Wednesday, October 31, 2007

My Beautiful Laundromat

Doesn't sound as good, does it? I taught My Beautiful Laundrette today and ran out of time. It is such a weird, interesting little film, and I really don't think I had ever seen it before. Director Stephen Frears, who also directed The Queen, described it once as a little film about a gay Pakistani laundry owner. I suppose that that about encompasses it. But as my students discovered as I made them map out the multiple narrative trajectories, it is ridiculously complex for a 93-minute film.

On the one track, Omar enters the family business, and it really is the Family Business, with porn, drug-running, cars, and who knows what else. His uncle Nasser puts him in charge of a broken-down laundromat; he enlists his old pal Johnny's help and steals his (cousin? not sure) business connection Selim's cocaine drop to fund its renovation. The laundrette is a big success, with waves stenciled on the walls and a sound system, but Selim figures things out and demands repayment.

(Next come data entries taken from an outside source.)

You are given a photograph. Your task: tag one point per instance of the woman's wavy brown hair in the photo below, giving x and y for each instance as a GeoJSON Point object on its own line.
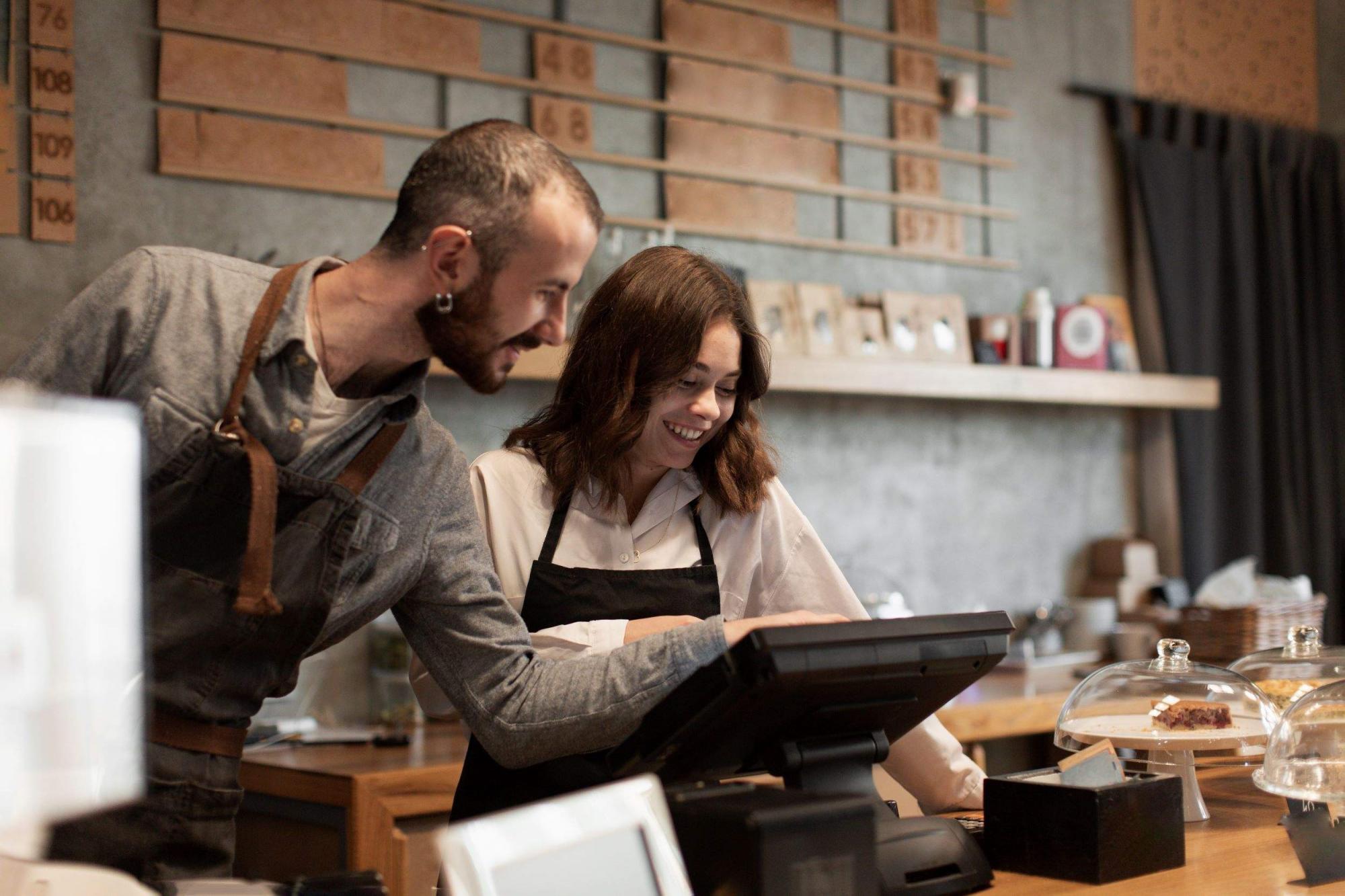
{"type": "Point", "coordinates": [637, 338]}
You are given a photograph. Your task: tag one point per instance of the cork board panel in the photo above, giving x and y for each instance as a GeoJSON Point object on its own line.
{"type": "Point", "coordinates": [52, 80]}
{"type": "Point", "coordinates": [416, 37]}
{"type": "Point", "coordinates": [566, 123]}
{"type": "Point", "coordinates": [758, 210]}
{"type": "Point", "coordinates": [915, 123]}
{"type": "Point", "coordinates": [204, 71]}
{"type": "Point", "coordinates": [711, 88]}
{"type": "Point", "coordinates": [252, 150]}
{"type": "Point", "coordinates": [393, 33]}
{"type": "Point", "coordinates": [915, 69]}
{"type": "Point", "coordinates": [918, 175]}
{"type": "Point", "coordinates": [7, 44]}
{"type": "Point", "coordinates": [9, 202]}
{"type": "Point", "coordinates": [701, 28]}
{"type": "Point", "coordinates": [917, 18]}
{"type": "Point", "coordinates": [925, 231]}
{"type": "Point", "coordinates": [7, 136]}
{"type": "Point", "coordinates": [52, 24]}
{"type": "Point", "coordinates": [1242, 57]}
{"type": "Point", "coordinates": [821, 9]}
{"type": "Point", "coordinates": [54, 210]}
{"type": "Point", "coordinates": [336, 26]}
{"type": "Point", "coordinates": [750, 150]}
{"type": "Point", "coordinates": [52, 146]}
{"type": "Point", "coordinates": [563, 61]}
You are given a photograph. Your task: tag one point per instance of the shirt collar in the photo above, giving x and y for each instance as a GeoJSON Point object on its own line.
{"type": "Point", "coordinates": [293, 325]}
{"type": "Point", "coordinates": [675, 490]}
{"type": "Point", "coordinates": [293, 322]}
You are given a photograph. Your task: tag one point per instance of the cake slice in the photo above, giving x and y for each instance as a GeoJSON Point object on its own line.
{"type": "Point", "coordinates": [1191, 715]}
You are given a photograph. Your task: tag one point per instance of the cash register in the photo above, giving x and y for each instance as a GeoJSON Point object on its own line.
{"type": "Point", "coordinates": [817, 705]}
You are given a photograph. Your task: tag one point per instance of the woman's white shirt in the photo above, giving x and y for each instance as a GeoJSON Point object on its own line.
{"type": "Point", "coordinates": [770, 561]}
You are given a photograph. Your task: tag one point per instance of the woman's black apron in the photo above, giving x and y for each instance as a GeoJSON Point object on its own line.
{"type": "Point", "coordinates": [563, 595]}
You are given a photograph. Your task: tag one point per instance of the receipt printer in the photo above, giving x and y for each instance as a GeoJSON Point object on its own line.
{"type": "Point", "coordinates": [766, 841]}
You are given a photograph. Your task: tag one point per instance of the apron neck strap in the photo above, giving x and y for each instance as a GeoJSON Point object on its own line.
{"type": "Point", "coordinates": [701, 538]}
{"type": "Point", "coordinates": [262, 323]}
{"type": "Point", "coordinates": [563, 507]}
{"type": "Point", "coordinates": [255, 595]}
{"type": "Point", "coordinates": [553, 532]}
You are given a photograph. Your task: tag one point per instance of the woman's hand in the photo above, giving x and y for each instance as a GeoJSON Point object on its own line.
{"type": "Point", "coordinates": [638, 628]}
{"type": "Point", "coordinates": [739, 628]}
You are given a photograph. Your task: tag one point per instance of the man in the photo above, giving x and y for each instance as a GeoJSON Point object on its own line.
{"type": "Point", "coordinates": [298, 486]}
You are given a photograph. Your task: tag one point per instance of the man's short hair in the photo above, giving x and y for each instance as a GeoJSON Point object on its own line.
{"type": "Point", "coordinates": [484, 177]}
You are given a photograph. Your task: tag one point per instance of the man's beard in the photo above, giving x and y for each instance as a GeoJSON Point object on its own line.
{"type": "Point", "coordinates": [465, 339]}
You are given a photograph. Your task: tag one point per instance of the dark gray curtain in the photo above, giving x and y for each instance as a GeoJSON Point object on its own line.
{"type": "Point", "coordinates": [1245, 232]}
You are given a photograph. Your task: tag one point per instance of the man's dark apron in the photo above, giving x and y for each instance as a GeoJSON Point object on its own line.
{"type": "Point", "coordinates": [562, 595]}
{"type": "Point", "coordinates": [223, 635]}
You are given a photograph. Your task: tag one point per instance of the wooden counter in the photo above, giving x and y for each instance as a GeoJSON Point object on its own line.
{"type": "Point", "coordinates": [319, 809]}
{"type": "Point", "coordinates": [315, 809]}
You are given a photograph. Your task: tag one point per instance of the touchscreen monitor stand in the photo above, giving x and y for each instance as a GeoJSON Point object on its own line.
{"type": "Point", "coordinates": [818, 705]}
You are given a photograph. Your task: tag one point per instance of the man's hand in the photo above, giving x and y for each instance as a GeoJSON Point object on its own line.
{"type": "Point", "coordinates": [739, 628]}
{"type": "Point", "coordinates": [638, 628]}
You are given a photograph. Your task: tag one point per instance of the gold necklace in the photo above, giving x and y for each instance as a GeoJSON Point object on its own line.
{"type": "Point", "coordinates": [668, 524]}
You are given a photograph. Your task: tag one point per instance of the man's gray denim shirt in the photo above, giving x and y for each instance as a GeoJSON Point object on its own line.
{"type": "Point", "coordinates": [166, 326]}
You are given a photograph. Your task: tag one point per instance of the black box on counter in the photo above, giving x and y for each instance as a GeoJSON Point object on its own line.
{"type": "Point", "coordinates": [763, 841]}
{"type": "Point", "coordinates": [1036, 825]}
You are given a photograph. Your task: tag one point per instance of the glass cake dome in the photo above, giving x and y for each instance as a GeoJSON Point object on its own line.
{"type": "Point", "coordinates": [1305, 758]}
{"type": "Point", "coordinates": [1210, 715]}
{"type": "Point", "coordinates": [1288, 673]}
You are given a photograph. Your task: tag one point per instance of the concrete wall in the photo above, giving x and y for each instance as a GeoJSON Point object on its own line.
{"type": "Point", "coordinates": [958, 505]}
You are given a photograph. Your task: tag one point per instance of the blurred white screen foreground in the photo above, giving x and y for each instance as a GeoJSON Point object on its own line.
{"type": "Point", "coordinates": [615, 838]}
{"type": "Point", "coordinates": [71, 612]}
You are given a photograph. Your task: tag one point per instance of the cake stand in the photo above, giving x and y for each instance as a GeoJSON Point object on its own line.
{"type": "Point", "coordinates": [1120, 702]}
{"type": "Point", "coordinates": [1169, 751]}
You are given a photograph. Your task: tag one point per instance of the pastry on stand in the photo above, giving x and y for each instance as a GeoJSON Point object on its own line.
{"type": "Point", "coordinates": [1305, 763]}
{"type": "Point", "coordinates": [1179, 715]}
{"type": "Point", "coordinates": [1288, 673]}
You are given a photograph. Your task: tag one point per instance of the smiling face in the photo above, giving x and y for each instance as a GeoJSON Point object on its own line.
{"type": "Point", "coordinates": [696, 408]}
{"type": "Point", "coordinates": [498, 317]}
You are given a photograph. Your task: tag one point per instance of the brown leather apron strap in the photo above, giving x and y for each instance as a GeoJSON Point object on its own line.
{"type": "Point", "coordinates": [262, 323]}
{"type": "Point", "coordinates": [255, 595]}
{"type": "Point", "coordinates": [372, 456]}
{"type": "Point", "coordinates": [198, 736]}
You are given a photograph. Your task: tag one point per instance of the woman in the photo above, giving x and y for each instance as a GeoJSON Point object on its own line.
{"type": "Point", "coordinates": [645, 497]}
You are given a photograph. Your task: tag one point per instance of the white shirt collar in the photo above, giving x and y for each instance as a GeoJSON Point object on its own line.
{"type": "Point", "coordinates": [672, 493]}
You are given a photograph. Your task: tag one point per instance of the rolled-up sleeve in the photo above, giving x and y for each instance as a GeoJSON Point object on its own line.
{"type": "Point", "coordinates": [525, 708]}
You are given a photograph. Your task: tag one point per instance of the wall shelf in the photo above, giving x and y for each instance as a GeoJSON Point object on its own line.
{"type": "Point", "coordinates": [966, 382]}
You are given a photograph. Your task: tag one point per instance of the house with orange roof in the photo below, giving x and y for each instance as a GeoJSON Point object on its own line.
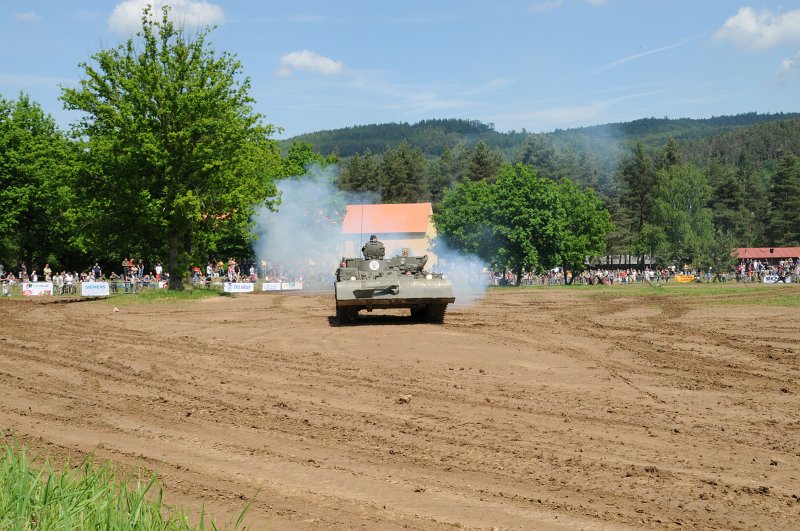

Omar and Johnny commit robbery to get the money, but Selim tells him that it was just a lesson: stick by your family.

That doesn't even get us to the end, but you get the idea. The other track (literally, track; train tracks are a big motif in the film) is Omar and Johnny's romance, which only becomes visible halfway through the movie. The striking thing about it is that although it is complicated by race, class, and politics, their physical affection really comes across as tender and playful, and really quite adorable. Even though Omar uses Johnny's labor and sometimes loves treating him like a servant, he rushes in to shield him with his own body in the end when Johnny is being beaten up by his old gang. It's a striking contrast with Brokeback Mountain, which was controversial in how rough and violent the gay romance chiefly was.

Then you have other tracks, with Omar's drunken and disillusioned father, his frustrated cousin Tania who he almost marries, his uncle Nasser's lovely and friendly mistress Rachel, allusions to the National Front...

The film has lasted because it is a great slice of anti-Thatcherite life in the '80s, and of course just because it's a great film. (I used it to teach the concept of postmodernism.) It has big currency now as a queer film, although when it came out, it apparently wasn't taken up by the queer filmmaking community because of identity politics (director Frears, writer Hanif Kureishi, and as far as I know the two star are all straight) and because the filmmakers were more interested in promoting it as a black film (black in the British sense).

It has also lasted because it's the film that launched Daniel Day-Lewis. Yes, the future Last of the Mohicans hunk played Johnny. And star power ain't the word. He's fierce.

Poor Gordon Warnecke, who played Omar (an interesting, very understated performance) has languished in the hell that is minority acting. I wonder if they ever talk.